Quanto a Matera 2019 prosegue la sinergia con il sindaco De Ruggieri, il vice presidente Pittella e il vice segretario a Palazzo Chigi Salvo Nastasi».Sulla Zes il presidente Pittella ha confermato la centralità della piattaforma logistica di Ferrandina, fra l’altro come suggerito da un recente studio specifico recentemente accolto dal governo regionale. «Lo studio – ha detto Pittella – suggeriva anche un’altra area sul corridoio tirrenico capace di collegarsi da una parte con il porto di Gioia Tauro e dall’altra con i porti di Salerno e Napoli. Ma quest’ultima resta solo una ipotesi. E poiché dobbiamo lavorare per priorità resta inteso che per la Regione prima di tutto viene la piattaforma di Ferrandina che realizzeremo con le risorse previste proprio da Patto per la Basilicata. Ulteriori ipotesi verranno verificate in un secondo momento». Pittella ha ringraziato il Governo per «un provvedimento legislativo molto importante come quello delle Zes che nel Mezzogiorno può davvero realizzare positive opportunità in termini di crescita economica ed occupazionale». Per l’assessore all’Agricoltura Luca Braia «le connessioni tra Porto di Taranto - prosegue l’Assessore - ritenuto elemento centrale nelle politiche di sviluppo del Sud, all’interno del Mediterraneo, e l’area del Metapontino, sono condizioni determinanti per la definizione della Zes in Basilicata e vedono in Ferrandina e nella Val Basento un luogo dove la progettualità legata alla logistica dell’agroalimentare, e dell’ortofrutta nello specifico, può trovare il proprio accoglimento».

In una nota il presidente di Confapi Matera Massimo De Salvo ha denunciato che «per l’ennesima volta la Regione Basilicata ha “dimenticato” di invitare l’associazione a un incontro di grande importanza per il sistema imprenditoriale. Disattenzione, leggerezza o un disegno di ben altra natura?

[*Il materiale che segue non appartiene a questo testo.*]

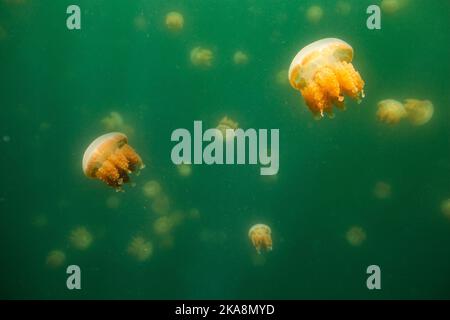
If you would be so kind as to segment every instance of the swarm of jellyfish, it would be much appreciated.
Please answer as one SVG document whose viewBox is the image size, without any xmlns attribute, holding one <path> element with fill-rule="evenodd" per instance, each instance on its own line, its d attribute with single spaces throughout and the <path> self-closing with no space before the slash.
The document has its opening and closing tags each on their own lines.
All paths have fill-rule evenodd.
<svg viewBox="0 0 450 320">
<path fill-rule="evenodd" d="M 272 230 L 269 226 L 258 223 L 248 230 L 248 237 L 258 253 L 272 250 Z"/>
</svg>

Sta di fatto che questa conventio ad excludendum va avanti già da tempo e non trova apparente spiegazione. Il risultato è che la nostra Associazione si trova in imbarazzo con i propri associati per la difficoltà di spiegare loro perché oggi, per esempio, i loro rappresentanti non hanno potuto partecipare al dibattito sul Patto per la Basilicata e sulle Zone Economiche Speciali, tutti argomenti di grande interesse imprenditoriale».